Le sostuve la mirada un segundo de más y entonces acorté la distancia. El beso fue largo, profundo, de los que nos dábamos al principio de todo, cuando aún no nos conocíamos los defectos. Cuando me separé, le acaricié la mejilla.
—Tranquilo —le dije—. Esto va a quedar entre nosotros. Claudia no tiene por qué enterarse.
Lo tomé de la mano y lo llevé hasta el dormitorio. Allí me quité el vestido sin prisa y me quedé frente a él en lencería, dejando que mirara todo lo que se había perdido. Le vi tragar saliva, la polla ya marcándosele contra los pantalones.

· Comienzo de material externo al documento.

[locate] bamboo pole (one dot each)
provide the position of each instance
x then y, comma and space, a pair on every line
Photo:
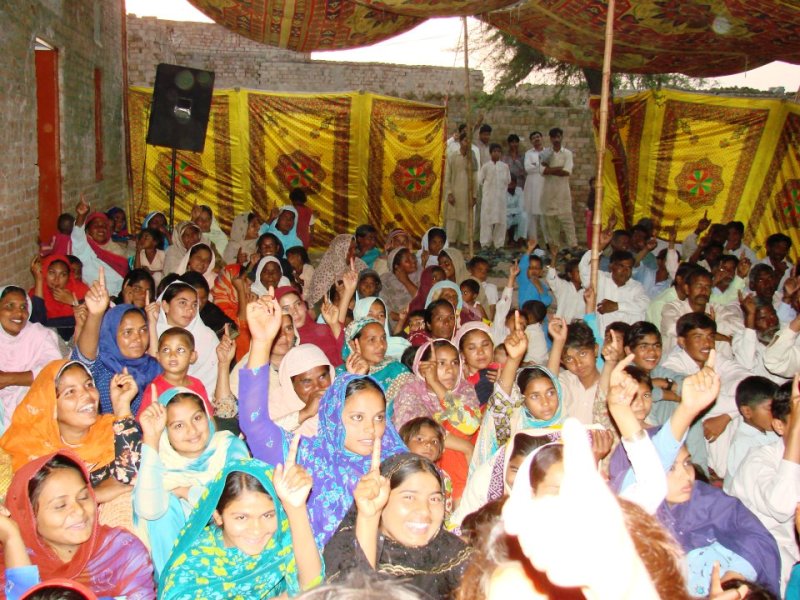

—Vaya —murmuró—. No todo sigue igual. Has aprendido a vestirte.
—¿Claudia también usa ropa interior así? —pregunté, girando despacio para que me viera el culo apretado en el tanga rosa—. Con su figura seguro que le queda mejor que a mí.
—Tú estás increíble —dijo con la voz ronca—. Y no quiero pensar en ella ahora.
—Está bien. Pero entonces tienes que hacerme cosas que no me hacías cuando estábamos casados. Ya no soy tu mujer. Hoy soy una de esas guarras con las que te acostabas mientras seguías conmigo. —Me tumbé en la cama y separé las piernas, dejando que viera cómo la tela del tanga ya se me pegaba de mojada—. Empieza por ahí. Cómeme el coño como se lo comes a ellas.
No se hizo de rogar. Me deslizó el tanga hasta sacármelo por los tobillos y se arrodilló entre mis muslos. Antes de tocarme siquiera se quedó mirándome un segundo, y yo abrí más las piernas para que se enterara bien de lo que tenía delante: los labios hinchados, brillantes, abriéndose solos de ganas. Entonces bajó la cabeza y su lengua me encontró de golpe, plana y ancha, subiendo desde abajo hasta el clítoris en un lametón largo que me arqueó la espalda. Tuve que morderme el labio para no gritar. No se parecía en nada a como lo recordaba; el muy cabrón había aprendido, y aprendido bien.
—¿Por qué no me hacías esto cuando vivíamos juntos? —jadeé, agarrándome a la sábana.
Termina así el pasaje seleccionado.